IF 5.4 Pub Date : 2026-01-19 DOI: 10.1093/bioinformatics/btag036
Zhihui Zhu, Huapeng Liu, Xuechen Li, Haojin Zhou, Jiaqi Wang

Motivation: Short peptides hold significant promise in drug discovery and materials science due to their biocompatibility, multifunctionality, ease of synthesis, etc. However, accurately predicting their physicochemical properties, a prerequisite for application development, remains a grand challenge due to the sheet quantity of peptides.

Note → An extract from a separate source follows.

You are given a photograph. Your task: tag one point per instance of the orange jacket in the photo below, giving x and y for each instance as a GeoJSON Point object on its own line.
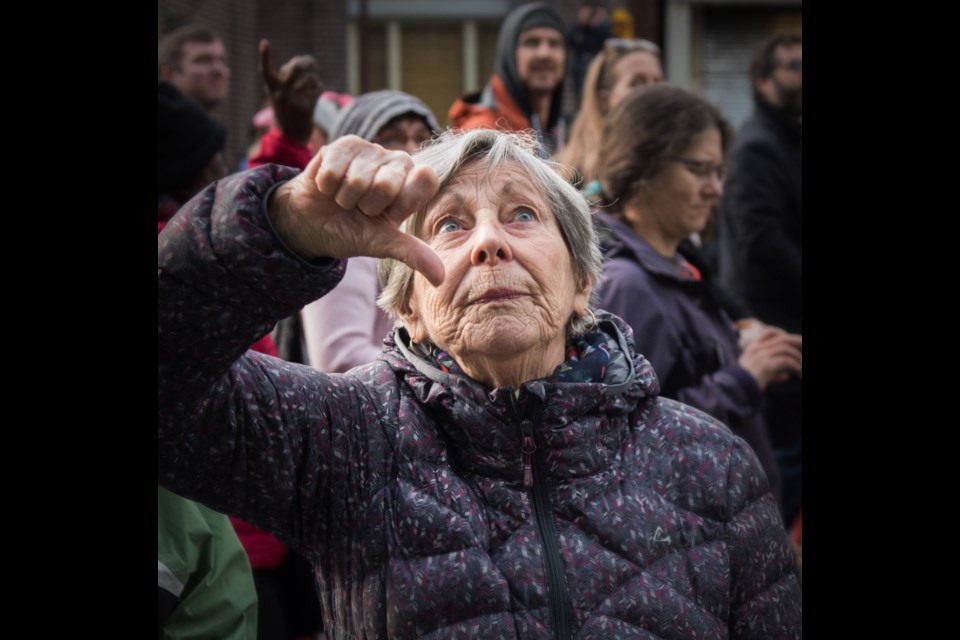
{"type": "Point", "coordinates": [468, 112]}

Results: This study presents an innovative approach integrating uniform design (UD) on the sampling over the whole space with artificial intelligence (AI) on the sampled data to enhance prediction of key physicochemical properties, including aggregation propensity (AP), hydrophilicity (logP), and isoelectric point (pI), within the complete sequence space of tetrapeptides (160,000 sequences). Using UD, we generate 31 distinct peptide datasets, with a consistent amino acid occupation fraction of 5% at each position, thereby creating unbiased training data without any amino acid preferences for training AI models. This work provides comprehensive datasets on the physicochemical properties of all tetrapeptides, develops robust AI-based predictive models, and quantitatively elucidates the relationships between key physicochemical attributes and self-assembly behaviors of short peptides by Shapley Additive Explanations (SHAP) analysis. By integrating the strategic experimental design (i.e., UD), AI modeling, and peptide domain knowledge, our approach facilitates the discovery and optimization of functional peptides, offering new opportunities for peptide-based therapeutic applications.

Availability: The complete datasets, source code, and pre-trained models are made available at the Github repository (https://github.com/JiaqiBenWang/UD-AI-Peptide) and Zenodo (https://doi.org/10.5281/zenodo.17984124).

Supplementary information: Supplementary data are available at Bioinformatics online.

动机:短肽由于其生物相容性、多功能性、易于合成等特点,在药物发现和材料科学中具有重要的应用前景。然而,由于多肽片的数量,准确预测其物理化学性质仍然是一个巨大的挑战,这是应用开发的前提。结果:本研究提出了一种创新的方法,将整个空间采样的均匀设计(UD)与采样数据的人工智能(AI)相结合,增强了对四肽完整序列空间(160,000个序列)内关键物理化学性质的预测,包括聚集倾向(AP)、亲水性(logP)和等电点(pI)。使用UD,我们生成了31个不同的肽数据集,每个位置的氨基酸占用率一致为5%,从而为训练AI模型创建了没有任何氨基酸偏好的无偏训练数据。这项工作提供了所有四肽的物理化学性质的综合数据集,开发了强大的基于人工智能的预测模型,并通过Shapley加性解释(SHAP)分析定量阐明了短肽的关键物理化学属性与自组装行为之间的关系。通过整合战略性实验设计(即UD)、人工智能建模和肽域知识,我们的方法促进了功能肽的发现和优化,为基于肽的治疗应用提供了新的机会。可用性:完整的数据集、源代码和预训练模型可在Github存储库(https://github.com/JiaqiBenWang/UD-AI-Peptide)和Zenodo (https://doi.org/10.5281/zenodo.17984124).Supplementary)上获得。信息:补充数据可在Bioinformatics在线获取。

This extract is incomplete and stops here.